Volume 15 Number 64
                       Produced: Sun Oct  9 11:22:39 1994

Subjects Discussed In This Issue: 

Creation and Evolution
         [Stan Tenen]


From: Stan Tenen <meru1@...>
Date: Thu, 6 Oct 1994 18:32:44 -0700
Subject: Creation and Evolution

In M-J Vol. 15 #52 David Neustadter asks a few questions about my 
previous posting.  (I don't have the file on my computer, so I will 
paraphrase his questions before I try to answer them.)

Where am I coming from?

I have a rusty B.S. (Physics) 1963 from what was then Brooklyn Polytech.  
I have no Yeshiva training and I cannot read or use the Hebrew language 
(or any language other than English) with any fluidity.  I am not 
familiar with Talmudic and Rabbinic language either.

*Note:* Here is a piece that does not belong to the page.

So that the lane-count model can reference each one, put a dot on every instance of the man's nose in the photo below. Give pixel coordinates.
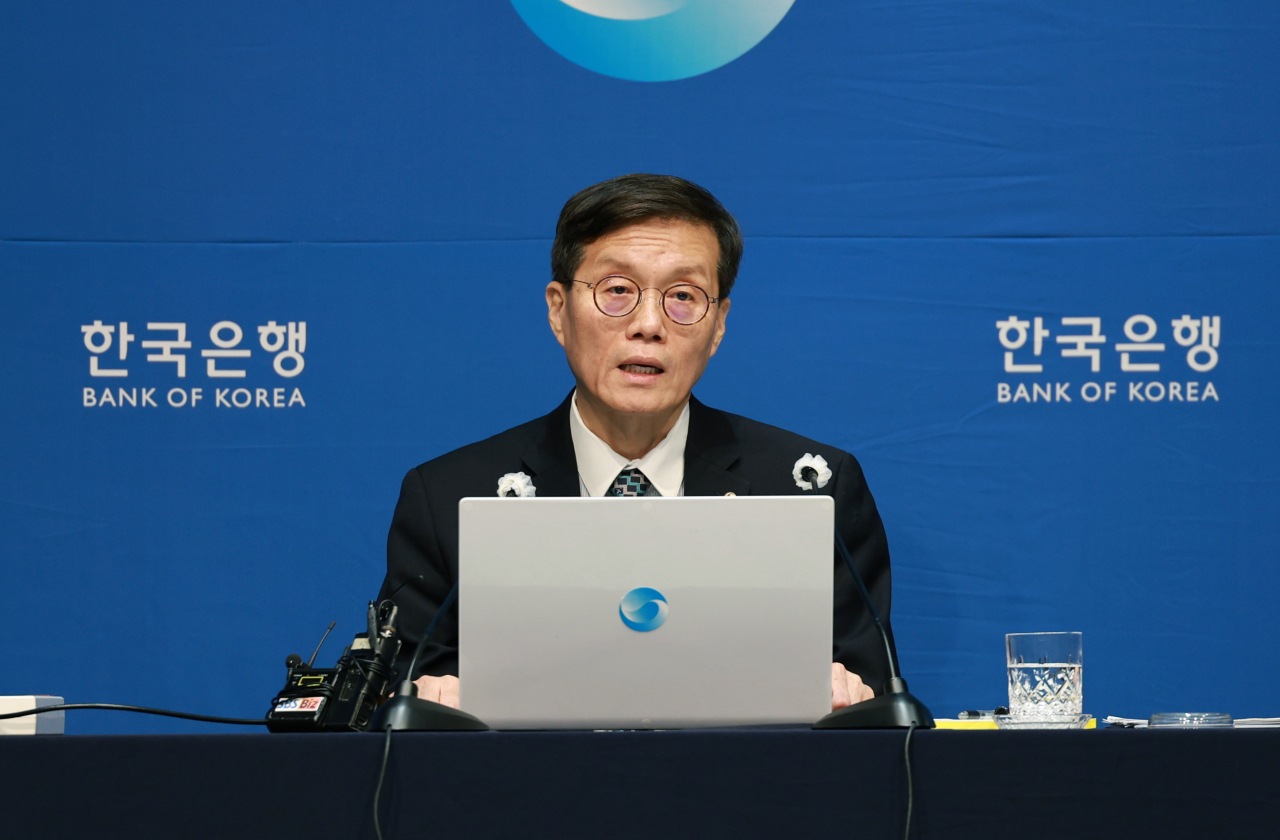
(647, 319)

In 1967 while visiting Jerusalem for the first time, I had an unusual 
experience at the Western Wall - which drew my attention, for the first 
time since my bar mitzvah, to Judaism.  In 1968 I was drawn to examine 
the beginning verses of B'Reshit.  Since I could not read the words, my 
eyes fell on the letters.  (I did manage to learn to read the Hebrew 
LETTERS during several years of attending the evening Hebrew school at 
Pri Etz Chaim on Ocean Avenue near Avenue U in Brooklyn prior to my bar 
mitzvah, but I had had no connection with Judaism in the intervening 

When I did this, I was dumbstruck.  The reason I studied physics was 
because I have always had an acute visual pattern recognition ability, 
and I have always been good at visualizing (and working with) geometric 
forms - thus also, my interest in mathematics.  When I looked at the 
beginning verses of B'Reshit, my intuition screamed that there was a 
pattern to the sequence of letters. 

 From 1968 until we moved to the San Francisco area in 1978 I read just 
about every book I could find on B'Reshit, the alphabet, "mysticism", 
and "cosmology."  I read scholarly materials, both academic and 
"kosher", occult, Rosecrucian, Masonic, eastern, western, Christian, 
Moslem, Mithraic, Zoroastrian, Hindu, Buddhist, etc., flying saucer 
theories (Sitchen, et. al.), "channeled" material - even Joseph Campbell 
<grin>, etc. etc. - about 3000 volumes in all (ranging from pamphlets to 
scholarly tomes).  I also drew up a list of criteria by which I could 
recognize real patterns from fantasy.  I understood from the start that 
the potential implications of this required that I stick to a strict 
scientific method, or no matter what I found, no intelligent person 
would look at it or believe it was so.

Slowly (very slowly) and with many false starts I began to be able to 
sort sense from nonsense.  - And, subsequently, of course, I began to 
drift towards the quality materials and away from the junk.  (There is a 
lot more junk than quality out there.)

In 1983, with the help of friends with similar interests, we formed Meru 
Foundation, a 501(c)(3) non-profit, to, hopefully, fund an ongoing 
investigation of B'Reshit and the alphabet. (We have been all too 
"successful" at the "NON-profit" aspect. <grin>)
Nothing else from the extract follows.